Some of the conditions unique during the treatment of infertility include:


  1. Dealing with multiple gestation_ Infertility treatment result in increases incidence of multiple pregnancy. Information sharing and implicational counselling is an opportunity to broach this possibility and encourage reflections on the implications of dealing with multiple pregnancies.
  2. Counselling in HIV Sero-discordant couple- The aim is to prevent transfer of infection to the partner or child. The advantage of art in reducing this risk is highlighted. Human sperms lack CD4 and CCR 5 and hence do not carry the HIV virus on their surface. The other components of semen are infective. Therefore, the options include IUI with washed semen can be offered. IVF and art with donor semen can also be offered.
    HIV positive women must receive the prescribed anti-retroviral therapy regularly so that the risk of transmission to the baby is reduced. Mode of delivery has to be discussed and the case merits a multidisciplinary approach.
  3. Counselling in donor and surrogacy programs
    The recipient couple have to be extensively counselled about the cost, success and limitation of treatment, multiple births, limitation of donors screening, laws of third-party reproduction and rules of confidentiality both currently and in future.
    The donor is subjected to professional counselling to assess the mental wellbeing . The donor must be counselled to understand the procedure and that there would be no right over the offspring anytime. This has to be done in their local language using an interpreter if necessary. For egg donors the consent of the husband is mandatory.
    All the parties involved in the donor programme must be made to understand current as well as future implications, keeping in mind the emotional legal moral and spiritual issues involved in such programmes.
    The mandatory forms must be signed appropriately after the concerned person/s have been explained appropriately in the language they understand.
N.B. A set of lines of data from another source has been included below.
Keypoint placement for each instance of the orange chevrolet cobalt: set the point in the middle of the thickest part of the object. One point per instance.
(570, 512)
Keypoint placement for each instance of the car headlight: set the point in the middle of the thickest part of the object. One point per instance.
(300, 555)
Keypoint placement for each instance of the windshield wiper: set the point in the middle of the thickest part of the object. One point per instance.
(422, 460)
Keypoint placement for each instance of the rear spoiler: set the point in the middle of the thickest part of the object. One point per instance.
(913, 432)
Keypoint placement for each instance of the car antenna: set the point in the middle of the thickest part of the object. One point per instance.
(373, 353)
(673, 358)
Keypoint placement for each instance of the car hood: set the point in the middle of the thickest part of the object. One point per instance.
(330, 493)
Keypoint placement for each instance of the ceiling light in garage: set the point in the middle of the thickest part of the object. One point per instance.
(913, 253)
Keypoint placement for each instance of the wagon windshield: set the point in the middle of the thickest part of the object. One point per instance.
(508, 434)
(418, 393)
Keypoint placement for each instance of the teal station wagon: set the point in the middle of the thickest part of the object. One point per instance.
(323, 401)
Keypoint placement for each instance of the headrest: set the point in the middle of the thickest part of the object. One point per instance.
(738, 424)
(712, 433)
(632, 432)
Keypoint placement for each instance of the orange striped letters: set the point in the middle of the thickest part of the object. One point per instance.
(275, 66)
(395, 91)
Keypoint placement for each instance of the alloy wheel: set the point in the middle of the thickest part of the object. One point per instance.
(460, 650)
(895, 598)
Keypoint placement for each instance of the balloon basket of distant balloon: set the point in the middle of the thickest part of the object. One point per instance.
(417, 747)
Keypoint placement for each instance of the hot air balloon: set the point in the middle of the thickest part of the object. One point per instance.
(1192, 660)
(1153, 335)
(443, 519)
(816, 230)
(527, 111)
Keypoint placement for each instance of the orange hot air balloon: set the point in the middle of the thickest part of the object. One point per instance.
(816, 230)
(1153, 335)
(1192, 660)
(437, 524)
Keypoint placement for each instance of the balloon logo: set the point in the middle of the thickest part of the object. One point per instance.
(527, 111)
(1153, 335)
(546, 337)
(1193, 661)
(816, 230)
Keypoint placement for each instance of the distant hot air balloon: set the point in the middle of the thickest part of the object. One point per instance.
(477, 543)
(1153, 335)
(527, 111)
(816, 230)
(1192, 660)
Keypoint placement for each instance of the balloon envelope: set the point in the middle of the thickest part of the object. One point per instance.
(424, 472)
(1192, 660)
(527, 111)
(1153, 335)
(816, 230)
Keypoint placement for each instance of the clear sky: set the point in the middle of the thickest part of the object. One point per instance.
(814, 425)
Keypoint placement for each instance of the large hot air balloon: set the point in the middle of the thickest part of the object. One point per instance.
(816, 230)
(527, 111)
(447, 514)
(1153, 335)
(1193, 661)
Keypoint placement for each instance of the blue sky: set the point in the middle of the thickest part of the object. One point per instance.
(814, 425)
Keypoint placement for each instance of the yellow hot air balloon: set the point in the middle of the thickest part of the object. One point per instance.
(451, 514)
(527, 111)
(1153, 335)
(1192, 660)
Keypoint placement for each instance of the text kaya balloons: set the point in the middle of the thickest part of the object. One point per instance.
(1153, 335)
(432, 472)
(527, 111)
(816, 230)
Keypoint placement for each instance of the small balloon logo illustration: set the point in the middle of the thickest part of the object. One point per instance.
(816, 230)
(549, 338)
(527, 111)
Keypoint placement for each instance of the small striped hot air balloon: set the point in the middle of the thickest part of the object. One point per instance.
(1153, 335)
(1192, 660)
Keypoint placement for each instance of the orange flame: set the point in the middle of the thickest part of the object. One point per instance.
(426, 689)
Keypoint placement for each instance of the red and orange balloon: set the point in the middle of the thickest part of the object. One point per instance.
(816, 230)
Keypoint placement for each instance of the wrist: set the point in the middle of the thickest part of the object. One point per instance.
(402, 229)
Consent before any procedure


The concerned physician should explain the risks, complications, cost, outcomes of all the procedures being performed. The cost of the proposed treatment and the available alternate treatment, evidence for accepting or refusing the treatment must be explained.


The types of consent are- Implied or tacit consent, expressed or verbal consent, and expressed or written consent.


The consent stands valid when, while taking, the patient is of competent capacity to make informed decisions, understands the information that is being given with the ability to retain the information, communicate back and give consent voluntarily without coercion. The patient must be fully informed about the benefits, risks, alternative management including no treatment. The procedure is explained in detail including the medications, anaesthesia, pain, recovery, exposure of intimate area and the impact on daily or personal life as also additional procedures that may be needed; including what would be done and what could not be done.


The risks are categorized as being serious when there is organ trauma, bleeding, OHSS, infection, return to theatre and death. Frequent risks include pain, soreness, bruising, failure to retrieve eggs and failure to fertilise.


Post procedure counselling includes debriefing and Breaking Bad news.


Mistakes are regarded as ‘minor’ when there has been no problem to the patient and correctable action has been taken. A moderate mistake is one where additional suffering exists but is not life threatening. A near-miss episode or death is regarded as a serious error. When something goes wrong, it is appropriate practice to informing the woman, seniors and to apologise for the same.


To conclude, counselling should not be a single step procedure and counsellors should help the couple understand the situation, make sense of the decisions, and fully understand the implications. A good consent is a mandatory addendum in the process of counselling and treatment.